The first two instances require no elaboration. In the third, the doctor may claim justification of therapeutic privilege if he reasonably believes that the act of giving particular information may cause the patient serious physical or mental harm with two such examples being patients with anxiety disorders and geriatric patients.
 
The Court of Appeal has warned against abusing therapeutic privilege, particularly where a doctor considers the choice the patient would make contrary to the patient’s best interest.
 
As a general rule to the Hii Chii Kok Test, the doctor is not required to ensure the patient’s comprehension but only to take reasonable care.
 
COMMENTARY
 
The Court of Appeal has largely adopted the English Court’s approach in Montgomery. Essentially, both Montgomery and Hii Chii Kok acknowledge the limitations of the Bolam and Bolitho Test, and have devised the approach to medical advice and information in a very similar fashion.
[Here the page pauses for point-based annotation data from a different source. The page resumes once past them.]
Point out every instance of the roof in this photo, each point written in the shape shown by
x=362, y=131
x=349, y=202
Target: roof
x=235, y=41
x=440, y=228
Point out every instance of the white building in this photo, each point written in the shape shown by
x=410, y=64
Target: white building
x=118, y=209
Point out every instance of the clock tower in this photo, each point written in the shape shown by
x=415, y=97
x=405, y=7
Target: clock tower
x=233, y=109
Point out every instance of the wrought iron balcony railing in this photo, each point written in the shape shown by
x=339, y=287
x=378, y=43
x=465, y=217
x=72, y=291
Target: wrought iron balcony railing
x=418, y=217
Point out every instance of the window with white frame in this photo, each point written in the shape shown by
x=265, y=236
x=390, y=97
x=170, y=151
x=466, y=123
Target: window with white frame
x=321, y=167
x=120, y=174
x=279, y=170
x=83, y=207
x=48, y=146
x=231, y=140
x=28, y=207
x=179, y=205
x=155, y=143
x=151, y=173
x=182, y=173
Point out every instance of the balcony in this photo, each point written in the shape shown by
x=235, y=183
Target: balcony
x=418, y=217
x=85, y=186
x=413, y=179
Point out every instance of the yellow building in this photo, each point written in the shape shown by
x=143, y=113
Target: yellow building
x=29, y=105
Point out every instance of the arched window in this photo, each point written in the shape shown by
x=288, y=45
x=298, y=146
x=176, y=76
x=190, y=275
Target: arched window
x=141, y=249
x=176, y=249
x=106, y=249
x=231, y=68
We are grateful for clarity of the Hii Chii Kok decision which is especially well-ordered, making for ease of application.
 
Nevertheless, despite the lengthy judicial opinion, little of Hii Chii Kok is novel and no significant change in the processes of medical practice is expected.
 
Firstly, from a legal perspective, two out of the three aspects in medical care i.e. diagnosis and treatment, and two of the three stages of the Hii Chii Kok Test acknowledge the utility of, and retain the Bolam and Bolitho Test.
 
Secondly, Hii Chii Kok affirms the principle and value of patient autonomy. But we do not expect to see much change in the daily practice of medicine because the existing practice and the relevant guidelines (such as The Singapore Medical Council’s Ethical Code and Ethical Guidelines (2016 Edition)) already recognise the importance of patient autonomy; if at all, very little is added in the medical practice realm.
 
It may not be that Hii Chii Kok is ground breaking but rather, the judgment is a step in refining the law and standard of care, cementing the principle of self-determination into the law. It is this affirmation of the principle of self-determination, swinging the approach from the doctor’s perspective to the patient-centric approach that makes Hii Chii Kok a pivotal decision.
 
As a side note, Hii Chii Kok comes at a time just before the Malaysian Federal Court renders its own decision on the status of Bolam in medical negligence. It remains to be seen whether Malaysian law will converge with Montgomery and Hii Chii Kok, or diverge onto an altogether different route.